Despite our close adherence to maps and GPS, we found ourselves off-route at the top of the gully. To correct ourselves we walked north through a grassy patch to another boulder field – the final push separating us from Pacific Tarn. The elevation gain had eased considerably, but there is one false lake ‘summit’ to navigate first before reaching the banks. Climbing up some solid boulders felt like a cake walk compared to what we had just been through.
Pacific Tarn – Highest Named Lake in the United States
Pacific Tarn at last: 4.8 miles one way and 2,625 feet of elevation gain. The lake is deep blue in color and quite circular, save for a small tail toward the east indicating the drainage. The surrounding shore is covered in small boulders and rocks that dip into the tarn.
Pacific Tarn boasts excellent 360 views; Pacific Peak dominates the scene, Atlantic Peak hides just behind a bump along the ridge, and the summit of Crystal Peak can be seen to the northeast.

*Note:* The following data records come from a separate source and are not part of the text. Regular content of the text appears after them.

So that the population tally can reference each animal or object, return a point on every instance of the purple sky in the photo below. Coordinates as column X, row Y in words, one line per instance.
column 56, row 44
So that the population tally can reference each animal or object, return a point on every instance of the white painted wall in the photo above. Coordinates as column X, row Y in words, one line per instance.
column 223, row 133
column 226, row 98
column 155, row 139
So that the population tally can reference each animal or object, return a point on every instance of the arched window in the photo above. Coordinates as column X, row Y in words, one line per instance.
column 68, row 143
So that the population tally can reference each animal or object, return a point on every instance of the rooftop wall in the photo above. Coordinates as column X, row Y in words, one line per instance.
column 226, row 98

The warm summer months did nothing to deter snowfields clinging to the edges of the lake.
At the highest elevation lake in the United States, we decided to experiment with the GoPro 7 and the buoyant GoPro mount. Dave began a recording and tossed the camera into the lake. Ripples caused by the wind eventually returned GoPro to owner (thank god) and the underwater footage in the shallow portions was clear; we were not so lucky where the depth was greater due to moving water. I propose in the future we get a string to pull the GoPro back (this one happens to be ‘my’ camera). We had the lake to ourselves, but there were four climbers atop Pacific Peak and we could hear their voices echoing down.
Descending down from Pacific Tarn
The dreaded descent through the gully could not be avoided, and after a half hour at Pacific Tarn we were ready to face this battle. The loose rock and talus had not eased in difficulty; both a mental and physical challenge. At one point, a rock the size of a watermelon, dislodged by a heavy wind, came barreling down and missed Dave by a few feet. A rock of that magnitude could have left considerable injury. We vowed henceforth to always pack our helmets when off-trail hiking was in the forecast.
We were overjoyed to reach the bottom of the gully, much preferring the boulder hopping to the arduous descent behind us. The wind had relented some, and soon we were back at Middle Lake. Here we began to see an increasing number of hikers taking advantage of a colorful Colorado fall day. Between Middle and Lower Lake we passed several groups, and even more below Lower Lake.
The parking at McCullough Gulch trailhead is limited, and visitors resort to parallel parking along the dirt road on both sides. When we arrived back on route 851, cars were crammed on either side and we felt lucky to have an actual parking spot. Due to the popularity of this hike, the earlier the better. The 9.6 miles round trip to Pacific Tarn was a strenuous ordeal, but the opportunity to stand at the highest named lake in the United States more than compensates.